Hakikaten ‘ayıp yahu’
Fehmi Koru’nun Taha Kıvanç kimliğiyle yazdığı dünkü yazısı şu satırlarla başlıyordu: “Eskiden kadın-kız söz konusu oldu mu biraz daha az vahşiydi bizim medya. Şimdinin vahşet ortamında kimsenin kimseye merhameti yok, hele kadın-kız söz konusu olduğunda daha da vahşileşiyor ortam... Ayıp yahu...” Aylarca bir sürü askerin, yargı mensubunun eşleri ve kızlarının özel hayatlarını didikleyen, çarşaf çarşaf dedikodu yayan, Ümraniye ile başlayan bir dizi davaya konu iddianamelerden kadın gazetecilerin özel görüşmelerini alıp manşetlerine taşıyan yandaş medyadan, “kadına kıza merhamet” uyarısının gelmesi için, demek ki çıktıkları “hanut” turuna “taciz” gölgesi düşmesi gerekiyormuş. Hakikaten ayıp yahu; bunca ay susup kendi canı yanınca konuşmaya utanır insan....
* Fehmi Koru /Yenişafak

+++++

KISA... KISA...
/ Milliyet yazı işleri editörlerinden Umut Alphan, Yazı İşleri Müdürlüğüne getirildi.

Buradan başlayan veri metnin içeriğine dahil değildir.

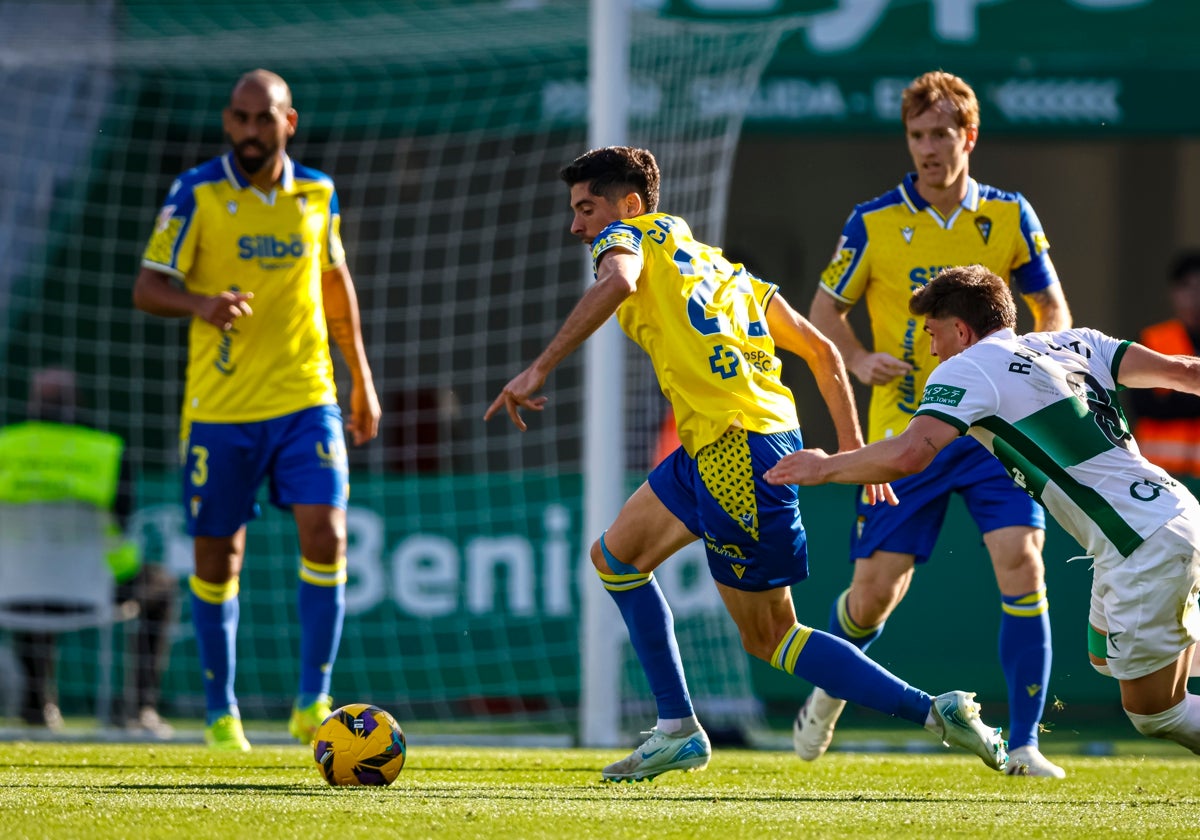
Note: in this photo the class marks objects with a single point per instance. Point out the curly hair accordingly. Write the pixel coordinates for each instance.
(925, 91)
(615, 172)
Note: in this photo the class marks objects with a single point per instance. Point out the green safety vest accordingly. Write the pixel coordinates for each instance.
(55, 462)
(58, 462)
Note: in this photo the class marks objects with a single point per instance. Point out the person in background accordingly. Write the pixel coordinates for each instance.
(1168, 425)
(55, 457)
(937, 216)
(261, 402)
(712, 330)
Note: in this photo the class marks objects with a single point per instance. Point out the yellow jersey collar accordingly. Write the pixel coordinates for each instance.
(239, 181)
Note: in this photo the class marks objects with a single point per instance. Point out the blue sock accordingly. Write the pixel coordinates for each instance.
(844, 627)
(1025, 657)
(652, 634)
(321, 605)
(215, 621)
(844, 671)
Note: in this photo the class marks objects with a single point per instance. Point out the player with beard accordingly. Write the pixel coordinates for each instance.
(247, 246)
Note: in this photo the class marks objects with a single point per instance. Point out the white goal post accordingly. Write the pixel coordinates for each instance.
(444, 124)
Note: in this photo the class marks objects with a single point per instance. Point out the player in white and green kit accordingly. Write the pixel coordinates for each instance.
(1045, 406)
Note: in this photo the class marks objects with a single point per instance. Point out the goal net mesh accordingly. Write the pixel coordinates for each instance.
(443, 126)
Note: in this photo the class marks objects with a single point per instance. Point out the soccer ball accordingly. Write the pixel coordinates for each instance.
(359, 744)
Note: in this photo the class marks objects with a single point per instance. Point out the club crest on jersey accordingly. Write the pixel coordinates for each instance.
(983, 225)
(163, 217)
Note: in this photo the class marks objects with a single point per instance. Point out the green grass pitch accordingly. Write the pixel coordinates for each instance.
(73, 790)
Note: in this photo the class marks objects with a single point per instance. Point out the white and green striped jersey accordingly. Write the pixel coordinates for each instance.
(1045, 405)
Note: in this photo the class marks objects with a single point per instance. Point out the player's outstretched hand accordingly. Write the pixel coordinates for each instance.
(365, 414)
(801, 467)
(874, 493)
(516, 395)
(880, 369)
(222, 310)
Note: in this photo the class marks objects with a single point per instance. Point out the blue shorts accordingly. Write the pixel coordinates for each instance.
(225, 463)
(912, 527)
(751, 529)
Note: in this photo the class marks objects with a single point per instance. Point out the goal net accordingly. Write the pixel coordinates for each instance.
(443, 126)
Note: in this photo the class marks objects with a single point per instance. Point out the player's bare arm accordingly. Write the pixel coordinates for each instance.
(1049, 309)
(342, 317)
(156, 293)
(887, 460)
(797, 335)
(1144, 367)
(828, 315)
(616, 280)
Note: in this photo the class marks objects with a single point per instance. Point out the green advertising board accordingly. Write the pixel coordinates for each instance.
(465, 592)
(1092, 67)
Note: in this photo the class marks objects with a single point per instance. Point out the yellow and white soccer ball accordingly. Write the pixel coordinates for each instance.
(359, 744)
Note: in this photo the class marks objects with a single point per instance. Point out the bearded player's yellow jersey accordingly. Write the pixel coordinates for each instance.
(216, 232)
(702, 319)
(897, 243)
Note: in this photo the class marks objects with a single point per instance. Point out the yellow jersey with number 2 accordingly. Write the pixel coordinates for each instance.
(702, 319)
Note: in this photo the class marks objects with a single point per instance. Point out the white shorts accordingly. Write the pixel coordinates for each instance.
(1147, 603)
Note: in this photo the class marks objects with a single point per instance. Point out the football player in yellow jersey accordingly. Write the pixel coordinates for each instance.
(711, 329)
(255, 229)
(939, 216)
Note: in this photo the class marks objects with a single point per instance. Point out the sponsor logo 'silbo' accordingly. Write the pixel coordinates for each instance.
(271, 247)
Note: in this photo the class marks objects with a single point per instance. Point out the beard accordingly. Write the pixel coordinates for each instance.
(251, 165)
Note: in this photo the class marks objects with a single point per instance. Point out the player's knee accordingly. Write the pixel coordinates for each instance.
(870, 603)
(1101, 665)
(598, 561)
(323, 543)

/ Hürriyet Brüksel temsilcisi Zeynel Lüle, gazetenin yurt dışı yayınları müdürü ve Avrupa haberleri koordinatörü olmak üzere İstanbul’a dönüyor.

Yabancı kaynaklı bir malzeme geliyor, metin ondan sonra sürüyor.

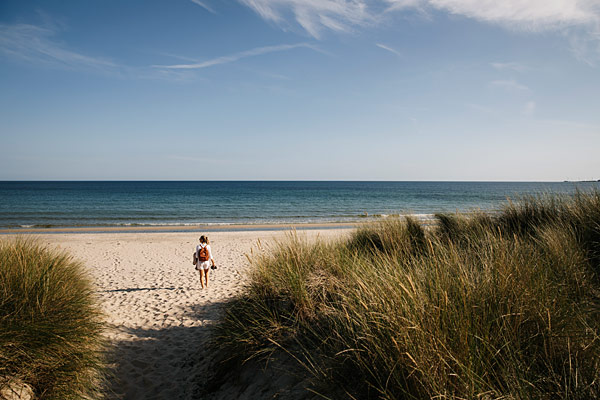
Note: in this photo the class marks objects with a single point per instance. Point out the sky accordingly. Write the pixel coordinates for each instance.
(437, 90)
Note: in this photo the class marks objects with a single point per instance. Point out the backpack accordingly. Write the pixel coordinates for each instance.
(203, 254)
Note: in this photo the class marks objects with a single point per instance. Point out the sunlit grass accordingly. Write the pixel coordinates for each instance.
(486, 306)
(50, 325)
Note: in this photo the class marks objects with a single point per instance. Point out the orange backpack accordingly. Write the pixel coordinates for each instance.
(203, 254)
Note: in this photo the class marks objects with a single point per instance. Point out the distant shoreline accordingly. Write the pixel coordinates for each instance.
(181, 228)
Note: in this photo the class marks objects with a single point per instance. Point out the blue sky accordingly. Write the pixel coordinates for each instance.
(300, 89)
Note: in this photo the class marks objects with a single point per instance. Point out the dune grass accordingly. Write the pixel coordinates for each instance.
(502, 306)
(49, 323)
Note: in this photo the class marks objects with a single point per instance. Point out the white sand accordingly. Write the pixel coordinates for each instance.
(158, 316)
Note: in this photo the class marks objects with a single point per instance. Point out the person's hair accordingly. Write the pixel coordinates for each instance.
(204, 239)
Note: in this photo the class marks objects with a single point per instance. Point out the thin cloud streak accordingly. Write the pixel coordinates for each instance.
(511, 66)
(237, 56)
(564, 16)
(204, 5)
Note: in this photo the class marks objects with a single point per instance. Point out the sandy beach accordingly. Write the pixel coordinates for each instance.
(158, 318)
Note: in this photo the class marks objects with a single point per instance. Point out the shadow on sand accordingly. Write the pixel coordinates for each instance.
(167, 363)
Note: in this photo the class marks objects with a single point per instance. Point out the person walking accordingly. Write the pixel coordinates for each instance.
(205, 259)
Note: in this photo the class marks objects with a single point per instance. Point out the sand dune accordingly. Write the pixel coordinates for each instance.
(158, 317)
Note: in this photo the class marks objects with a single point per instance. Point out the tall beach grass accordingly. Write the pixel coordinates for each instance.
(503, 306)
(50, 326)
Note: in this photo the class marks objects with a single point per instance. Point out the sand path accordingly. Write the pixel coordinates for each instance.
(158, 316)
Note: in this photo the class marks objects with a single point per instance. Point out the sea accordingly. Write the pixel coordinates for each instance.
(30, 204)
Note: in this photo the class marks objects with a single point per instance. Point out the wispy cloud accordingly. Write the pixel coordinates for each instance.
(314, 16)
(318, 16)
(388, 48)
(204, 5)
(37, 45)
(510, 66)
(237, 56)
(510, 85)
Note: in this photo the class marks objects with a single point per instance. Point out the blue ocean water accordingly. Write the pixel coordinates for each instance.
(128, 203)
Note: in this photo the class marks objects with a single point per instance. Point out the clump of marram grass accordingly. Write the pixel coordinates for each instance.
(489, 306)
(50, 325)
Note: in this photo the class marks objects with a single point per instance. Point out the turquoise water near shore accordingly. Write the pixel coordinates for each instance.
(155, 203)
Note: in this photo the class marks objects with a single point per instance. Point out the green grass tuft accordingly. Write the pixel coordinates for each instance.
(50, 325)
(483, 306)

/ Eylül ayından itibaren Referans’la birleştirilen Radikal’in başına geçecek olan Eyüp Can ilk transferini Hürriyet’ten yaptı. Hürriyet Yurtdışı Yayınlar Müdürü Bülent Mumay, Radikal’in
Yayın Koordinatörü olacak.

+++++

MİNİ YORUM
Başbakanının gazetecisi

Bazı gazeteler, Yasemin Çongar’ın “Balyoz belgeleri”ni Başbakan’ın teşvikiyle yayınladıklarını söylediğine dair bir haber yaptı dün. Sözde “ağız birliği”ne pek alerjili bu ekip; Paşasının Başbakanı, Başbakanının Paşası saydırıp durdular akıllarınca.
Ne oldu şimdi Çongar, Başbakanının gazetecisi mi?